Constructing a Measure on the Rational Numbers

No, your suggestion is not a probability measure as it is not additive over countable unions of disjoint sets.

If $t$ is a natural number then $m(\{q_t\})= \lim_{n \to \infty} \frac1n=0$ and so $\sum_t m(\{q_t\})=0$. But $m( \mathbb{Q})= \lim_{n \to \infty}\frac{n}{n}=1$.

You need a discrete measure.

For example $\mathbb{Q} \cap (0,1)$ you could use $m \left( \left\{ \frac{a}{b} \right\}\right) =\frac{\zeta(k)}{\zeta(k-1) - \zeta(k) } \left(\frac{1}{b}\right)^k$ for some $k\gt2$ and $a$ and $b$ coprime; this can be extended to all rationals.

A simple example of such a measure is the following, but this is a boring example.

Let $\{ q_n \}_{n=1}^ \infty$ be an enumeration of the rationals.

Define $$m=\sum_{k=1}^\infty \frac{1}{2^k} \delta_{q_k} \,.$$ This measure can be defined alternatelly $$m(E) = \sum_{ q_n \in E} \frac{1}{2^n}$$

Note that $m({q}) = 0$ for every $q \in \mathbb{Q}$, whereas $m(\mathbb{Q}) = 1$, so $m$ cannot be $\sigma$-additive.
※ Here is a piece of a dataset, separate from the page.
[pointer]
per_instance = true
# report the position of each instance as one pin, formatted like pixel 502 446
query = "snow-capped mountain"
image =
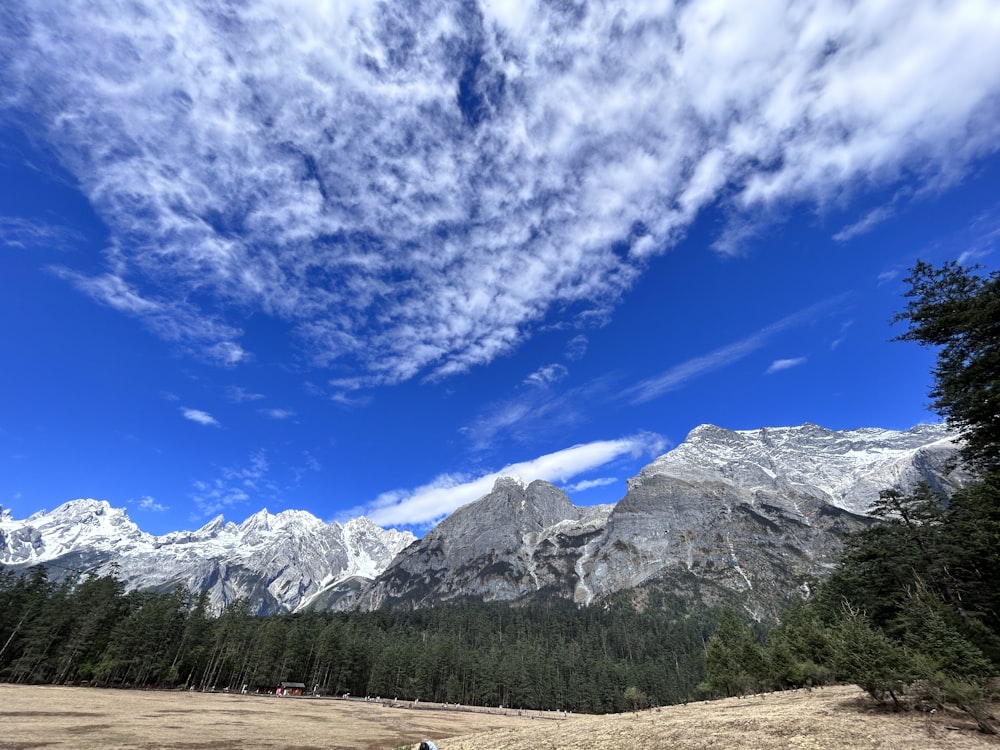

This argument shows that there are no probability measures on a denumerable set that assign the same measure to every singleton.

Moreover, the limit in your definition does not always exist.

There are, however, interesting examples of finitely additive measures (or probability charges). The example you mention if in fact to being a probability charge, but one must be careful enough to consider the cases where the limit does not exist see this article.